We are, in short, the very thing that the economic crisis of the moment and its concurrent political upheavals, are trying to eliminate. We are embodiments of old habits. And the young, of which a portion of my brain still is, only circa 1952, cry out, “Give us a chance now that you have fucked up!”  The mere sound of Frank Muir and Dennis Norden once again holding forth on The British Broadcasting Company's Home Service on such seemingly never ending programmes as “My Word,” while the Rolling Stones were failing to get satisfaction, was proof enough to me that the old  - anyone over forty - had to be put in homes and not allowed out to slow things down. Their world, and their sluggish verbal delivery of everything, seemed like sinking in treacle on a closed Sunday afternoon when whistling was banned.

If I so much as thought of escaping after Sunday lunch to my bike, and a surreptitious visit to friends who had tuned in their transistor radios to Radio London, a “pirate station”, was a sign that I was no better than a little heathen. The heathens, as you probably do not know because most of my readers are either aged unemployed African Americans, for reasons I cannot fathom but am grateful for, or young South East Asians checking to see if I am casting for another local film, were always portrayed in cartoons and comic books from the forties found lurking in Jumble Sales run by Scout Troops - proceeds of which to be sent to the starving lesser races - as having fuzzy hair and bones through their noses. Papuans were obviously in the crosshairs of evangelicals of the central decades of the 20th Century. And the observant among you will have picked up the tone of the pamphlets handed out to National Service squaddies of the fifties, that for reasons of nostalgic TV comedies of my youth still pervades my comedy mode.

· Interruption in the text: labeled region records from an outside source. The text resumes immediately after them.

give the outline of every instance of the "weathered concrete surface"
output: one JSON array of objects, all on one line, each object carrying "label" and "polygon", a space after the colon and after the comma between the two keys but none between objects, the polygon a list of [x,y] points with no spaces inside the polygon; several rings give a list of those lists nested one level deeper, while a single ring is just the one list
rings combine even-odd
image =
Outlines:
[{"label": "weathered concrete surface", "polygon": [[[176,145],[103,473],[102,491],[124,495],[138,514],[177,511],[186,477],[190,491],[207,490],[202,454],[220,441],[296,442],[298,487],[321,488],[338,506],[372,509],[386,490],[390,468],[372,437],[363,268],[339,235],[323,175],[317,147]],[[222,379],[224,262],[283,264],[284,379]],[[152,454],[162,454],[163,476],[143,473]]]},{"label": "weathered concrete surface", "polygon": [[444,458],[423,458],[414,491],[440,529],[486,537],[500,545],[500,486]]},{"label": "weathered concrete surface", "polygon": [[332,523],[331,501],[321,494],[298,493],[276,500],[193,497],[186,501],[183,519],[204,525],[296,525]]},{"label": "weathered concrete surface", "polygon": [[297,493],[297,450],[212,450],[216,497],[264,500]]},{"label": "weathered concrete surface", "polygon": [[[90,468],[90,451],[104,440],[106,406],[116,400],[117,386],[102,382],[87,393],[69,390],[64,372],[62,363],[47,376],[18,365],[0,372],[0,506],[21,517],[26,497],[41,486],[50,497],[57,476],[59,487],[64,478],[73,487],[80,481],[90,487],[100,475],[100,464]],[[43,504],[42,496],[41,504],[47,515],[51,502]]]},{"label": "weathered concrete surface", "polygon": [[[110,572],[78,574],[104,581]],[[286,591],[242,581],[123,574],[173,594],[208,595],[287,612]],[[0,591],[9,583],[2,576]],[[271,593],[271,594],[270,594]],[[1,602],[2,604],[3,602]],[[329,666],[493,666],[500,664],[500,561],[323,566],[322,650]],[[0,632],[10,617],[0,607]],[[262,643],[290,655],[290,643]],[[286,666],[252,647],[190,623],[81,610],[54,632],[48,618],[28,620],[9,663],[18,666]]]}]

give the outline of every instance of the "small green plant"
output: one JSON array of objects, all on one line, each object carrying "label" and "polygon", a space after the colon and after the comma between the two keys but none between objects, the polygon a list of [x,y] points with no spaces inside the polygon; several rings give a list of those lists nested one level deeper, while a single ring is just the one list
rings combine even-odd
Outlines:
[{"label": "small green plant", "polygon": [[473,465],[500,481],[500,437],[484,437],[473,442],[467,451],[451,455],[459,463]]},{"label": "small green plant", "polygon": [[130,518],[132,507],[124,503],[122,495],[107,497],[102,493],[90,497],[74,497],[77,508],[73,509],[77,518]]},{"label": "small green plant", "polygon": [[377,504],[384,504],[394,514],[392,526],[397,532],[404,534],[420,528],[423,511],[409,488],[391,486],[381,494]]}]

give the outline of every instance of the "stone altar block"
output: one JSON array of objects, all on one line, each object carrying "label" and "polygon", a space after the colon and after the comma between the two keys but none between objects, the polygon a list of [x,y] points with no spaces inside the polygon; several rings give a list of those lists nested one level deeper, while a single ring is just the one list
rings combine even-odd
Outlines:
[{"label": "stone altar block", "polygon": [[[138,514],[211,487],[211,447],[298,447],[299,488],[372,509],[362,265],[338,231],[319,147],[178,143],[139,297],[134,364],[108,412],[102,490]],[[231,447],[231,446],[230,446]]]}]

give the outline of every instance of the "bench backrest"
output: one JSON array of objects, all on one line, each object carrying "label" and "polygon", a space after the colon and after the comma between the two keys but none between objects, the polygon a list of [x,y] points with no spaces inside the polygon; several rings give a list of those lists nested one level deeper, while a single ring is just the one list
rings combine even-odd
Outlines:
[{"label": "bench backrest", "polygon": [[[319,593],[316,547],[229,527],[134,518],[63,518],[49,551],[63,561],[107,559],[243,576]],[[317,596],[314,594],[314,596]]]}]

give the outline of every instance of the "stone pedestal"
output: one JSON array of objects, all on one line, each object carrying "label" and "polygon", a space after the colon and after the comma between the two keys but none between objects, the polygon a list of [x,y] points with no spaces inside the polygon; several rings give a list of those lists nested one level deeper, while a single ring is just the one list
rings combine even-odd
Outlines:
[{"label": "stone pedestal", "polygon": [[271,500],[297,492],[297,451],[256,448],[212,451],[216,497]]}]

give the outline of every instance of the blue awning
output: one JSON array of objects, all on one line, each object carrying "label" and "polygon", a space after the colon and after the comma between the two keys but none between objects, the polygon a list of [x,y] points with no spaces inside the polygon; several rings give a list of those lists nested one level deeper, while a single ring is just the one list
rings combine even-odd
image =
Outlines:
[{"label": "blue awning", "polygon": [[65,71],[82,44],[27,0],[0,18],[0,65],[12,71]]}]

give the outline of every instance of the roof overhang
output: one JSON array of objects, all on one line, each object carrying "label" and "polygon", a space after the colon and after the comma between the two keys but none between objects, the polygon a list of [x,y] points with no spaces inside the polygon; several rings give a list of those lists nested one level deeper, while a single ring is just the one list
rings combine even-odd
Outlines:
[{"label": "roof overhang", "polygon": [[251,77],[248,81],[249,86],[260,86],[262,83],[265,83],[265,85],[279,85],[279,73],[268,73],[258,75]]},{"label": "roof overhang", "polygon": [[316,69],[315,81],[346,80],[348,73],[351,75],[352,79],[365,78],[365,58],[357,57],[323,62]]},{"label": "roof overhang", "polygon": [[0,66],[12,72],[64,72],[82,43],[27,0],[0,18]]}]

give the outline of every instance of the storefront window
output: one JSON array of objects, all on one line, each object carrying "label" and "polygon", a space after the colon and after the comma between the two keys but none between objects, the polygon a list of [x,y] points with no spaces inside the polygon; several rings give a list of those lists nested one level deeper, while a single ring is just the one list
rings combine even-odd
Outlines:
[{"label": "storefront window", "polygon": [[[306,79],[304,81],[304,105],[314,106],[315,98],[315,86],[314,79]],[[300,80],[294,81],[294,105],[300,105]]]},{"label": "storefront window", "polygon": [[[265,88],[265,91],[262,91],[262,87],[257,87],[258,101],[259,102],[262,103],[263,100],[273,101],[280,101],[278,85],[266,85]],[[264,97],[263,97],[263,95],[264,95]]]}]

Rambling though my nature is, and enriched by references to a chilly suburban culture of enormous deadliness unfathomable to the dwellers of tropical ex-colonies I now inhabit, the writings of those unaware of the cultural specificity of every moment and every word, are boring! They either appear pointlessly verbose or ridiculously stripped of meaning and texture and become as jargonized and clichéd as “The End of The World Is Nigh”.  Which is probably why newspaper headlines and articles all seem like propaganda or irony to me. “Freedom Fighters!” “Liberation!” “Austerity Measures!” “Bail Out!” The world portrayed by the media is awash with naivety and irony at the moment, in some vain attempt to be hip and to dissociate itself from an old corrupt guard, who, unfortunately, taught us everything we know. And in twenty years from now it will all seem quaint and comical and dull and sinister and unimaginable. And it will be horribly imbedded in the psyche and language of those who think they have moved on. But we never do. We drag it all along with us and would be nothing without it, but always think ourselves better if we were.